Persistent Load Balancing or “Sticky ECMP”
Introduction
This document applies to NCS5500 and ASR9000 routers and has been verified as such.
Traditional ECMP or equal cost multipath loadbalances traffic over a number of available paths towards a destination. When one path fails, the traffic gets re-shuffled over the available number of paths.
This means that a flow that was before taking path “1”, could now be taking path “3” although only path “2” failed.

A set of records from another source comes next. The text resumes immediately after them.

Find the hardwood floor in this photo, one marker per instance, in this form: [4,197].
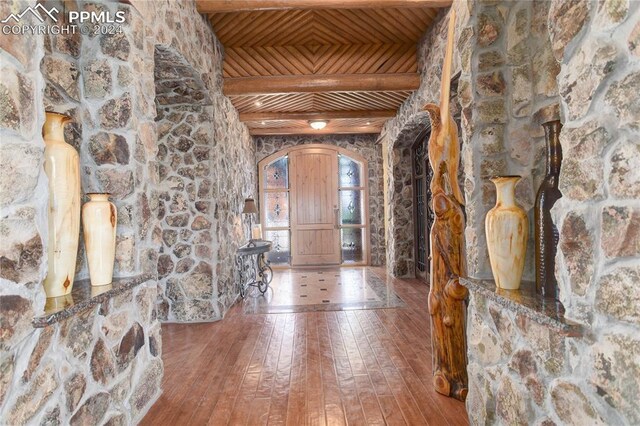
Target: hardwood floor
[312,368]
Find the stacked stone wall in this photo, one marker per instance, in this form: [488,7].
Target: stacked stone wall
[367,147]
[104,365]
[217,169]
[522,372]
[399,133]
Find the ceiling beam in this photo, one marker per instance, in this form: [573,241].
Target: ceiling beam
[254,86]
[325,115]
[223,6]
[309,131]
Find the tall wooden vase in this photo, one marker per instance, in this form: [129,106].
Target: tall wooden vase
[507,229]
[99,219]
[546,233]
[62,166]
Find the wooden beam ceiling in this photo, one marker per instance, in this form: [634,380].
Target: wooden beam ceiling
[350,62]
[254,86]
[225,6]
[317,115]
[309,131]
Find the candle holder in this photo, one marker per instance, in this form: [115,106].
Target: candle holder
[250,209]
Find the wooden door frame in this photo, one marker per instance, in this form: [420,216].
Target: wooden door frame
[365,190]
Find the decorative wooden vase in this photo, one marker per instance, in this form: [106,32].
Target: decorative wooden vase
[62,166]
[99,219]
[507,229]
[546,233]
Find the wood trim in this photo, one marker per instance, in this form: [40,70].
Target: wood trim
[223,6]
[285,151]
[254,86]
[310,131]
[320,115]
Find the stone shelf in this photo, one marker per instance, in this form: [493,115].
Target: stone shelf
[527,302]
[84,296]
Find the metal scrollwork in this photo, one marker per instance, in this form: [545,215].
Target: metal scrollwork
[254,268]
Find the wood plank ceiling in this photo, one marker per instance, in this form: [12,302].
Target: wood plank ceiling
[349,62]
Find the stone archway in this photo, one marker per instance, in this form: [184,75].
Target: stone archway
[400,234]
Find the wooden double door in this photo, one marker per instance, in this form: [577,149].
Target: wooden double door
[314,206]
[315,228]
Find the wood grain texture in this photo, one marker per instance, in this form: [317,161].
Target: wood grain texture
[217,6]
[446,295]
[313,57]
[322,115]
[327,368]
[308,29]
[315,238]
[255,86]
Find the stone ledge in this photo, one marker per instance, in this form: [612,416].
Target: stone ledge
[83,297]
[527,302]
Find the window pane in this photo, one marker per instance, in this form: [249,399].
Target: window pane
[350,171]
[280,248]
[277,174]
[277,204]
[351,207]
[352,244]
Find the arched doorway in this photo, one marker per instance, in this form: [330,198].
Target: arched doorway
[423,215]
[314,206]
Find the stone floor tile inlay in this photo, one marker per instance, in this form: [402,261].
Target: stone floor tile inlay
[344,289]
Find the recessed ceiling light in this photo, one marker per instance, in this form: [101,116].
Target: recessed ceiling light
[318,124]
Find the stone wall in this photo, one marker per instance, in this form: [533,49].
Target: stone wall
[367,147]
[596,44]
[104,363]
[399,133]
[206,165]
[525,373]
[23,203]
[101,365]
[513,90]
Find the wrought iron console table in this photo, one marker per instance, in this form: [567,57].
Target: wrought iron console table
[254,269]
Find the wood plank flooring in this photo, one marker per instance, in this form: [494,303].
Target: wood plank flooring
[313,368]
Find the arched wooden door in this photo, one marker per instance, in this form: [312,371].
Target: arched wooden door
[314,206]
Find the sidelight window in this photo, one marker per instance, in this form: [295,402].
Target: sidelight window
[352,217]
[275,201]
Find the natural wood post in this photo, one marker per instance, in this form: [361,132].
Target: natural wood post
[446,295]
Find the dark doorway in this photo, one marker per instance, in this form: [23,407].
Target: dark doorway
[422,175]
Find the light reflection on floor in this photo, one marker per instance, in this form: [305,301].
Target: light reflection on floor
[302,290]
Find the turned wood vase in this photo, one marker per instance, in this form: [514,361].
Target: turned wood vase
[62,166]
[99,220]
[507,230]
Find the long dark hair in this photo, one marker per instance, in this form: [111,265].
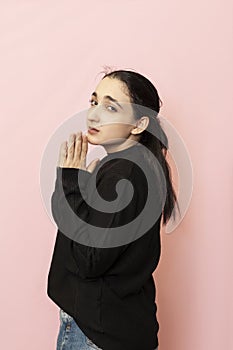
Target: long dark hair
[144,95]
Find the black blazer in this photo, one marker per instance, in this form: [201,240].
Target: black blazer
[109,291]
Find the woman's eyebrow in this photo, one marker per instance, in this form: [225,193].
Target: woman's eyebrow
[107,97]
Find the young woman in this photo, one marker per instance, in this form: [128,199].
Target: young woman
[106,293]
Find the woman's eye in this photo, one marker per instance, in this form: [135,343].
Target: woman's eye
[91,102]
[113,108]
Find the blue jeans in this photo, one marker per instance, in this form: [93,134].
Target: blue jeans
[70,336]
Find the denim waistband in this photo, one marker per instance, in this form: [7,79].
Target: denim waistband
[64,316]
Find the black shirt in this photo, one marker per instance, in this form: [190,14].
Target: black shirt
[110,292]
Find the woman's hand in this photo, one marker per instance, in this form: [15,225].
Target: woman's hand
[73,154]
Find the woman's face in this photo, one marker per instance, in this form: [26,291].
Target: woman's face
[113,119]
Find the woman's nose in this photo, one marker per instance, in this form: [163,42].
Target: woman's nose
[93,115]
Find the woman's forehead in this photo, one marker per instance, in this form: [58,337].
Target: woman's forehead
[112,87]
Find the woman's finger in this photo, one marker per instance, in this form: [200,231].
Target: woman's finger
[70,153]
[84,151]
[62,154]
[78,147]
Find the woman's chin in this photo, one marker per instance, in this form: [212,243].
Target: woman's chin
[91,140]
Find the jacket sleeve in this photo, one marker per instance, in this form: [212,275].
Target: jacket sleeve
[69,202]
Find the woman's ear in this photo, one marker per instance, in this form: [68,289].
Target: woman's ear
[141,125]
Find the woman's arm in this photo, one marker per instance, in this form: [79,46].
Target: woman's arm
[69,205]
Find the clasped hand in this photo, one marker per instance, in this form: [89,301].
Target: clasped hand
[73,154]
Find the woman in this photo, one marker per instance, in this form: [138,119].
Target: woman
[106,293]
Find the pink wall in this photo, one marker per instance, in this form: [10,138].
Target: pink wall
[51,53]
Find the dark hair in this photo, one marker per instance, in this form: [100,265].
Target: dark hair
[144,96]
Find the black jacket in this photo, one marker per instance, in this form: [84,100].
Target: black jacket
[110,292]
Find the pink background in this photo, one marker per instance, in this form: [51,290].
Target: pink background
[51,53]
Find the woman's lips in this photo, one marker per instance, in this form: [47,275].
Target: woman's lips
[93,131]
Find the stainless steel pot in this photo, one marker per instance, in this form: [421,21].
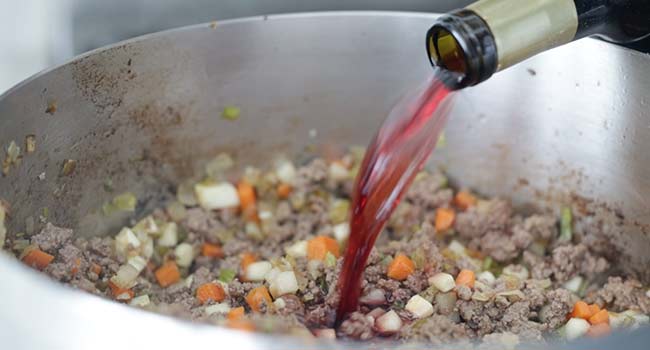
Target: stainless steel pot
[569,126]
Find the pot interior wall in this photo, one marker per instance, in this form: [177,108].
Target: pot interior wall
[567,127]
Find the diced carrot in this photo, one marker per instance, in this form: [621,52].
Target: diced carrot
[581,310]
[601,316]
[247,259]
[401,267]
[444,219]
[75,268]
[96,269]
[257,296]
[125,294]
[318,247]
[464,200]
[38,259]
[246,195]
[211,250]
[599,330]
[466,278]
[284,190]
[236,313]
[242,325]
[168,274]
[210,291]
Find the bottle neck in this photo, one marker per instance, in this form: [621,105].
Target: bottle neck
[491,35]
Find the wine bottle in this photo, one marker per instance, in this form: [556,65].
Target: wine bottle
[488,36]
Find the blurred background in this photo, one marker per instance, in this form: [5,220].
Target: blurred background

This reshifting occurs because the hash of althogh the flow remains the same resulting in the same bucket, but the bucket may get reassigned to a new path.
To understand flows, buckets and traditional ECMP a bit better, you could reference the Loadbalancing Architecture document and consult the Cisco Live ID 2904 from Las Vegas 2017.
While this flow redistribution is not a problem in traditional core networks, because the end to end connectivity is preserved and the user would not experience any situation from it, in data center loadbalancing this can be a problem.
Datacenter loadbalancing
This rehashing as mentioned can be troublesome in data center environments where many servers advertise a “service prefix” to a loadbalancer/gateway in a sort of “anycast” way.
This results in a user connecting with its l3/l4 tupple would be delegated to one particular server for a session.
If for whatever reason a server fails, we don’t want the established session to a server to be rehashed to a new server as that will reset the tCP connection sicne that new server may have no clue (~socket :) about this session it just got a packet for.
To visualize:
Persistent Loadbalancing or Sticky ECMP defines a prefix in such a way that we dont rehash flows on existing paths and only replace those bucket assignments of the failed server.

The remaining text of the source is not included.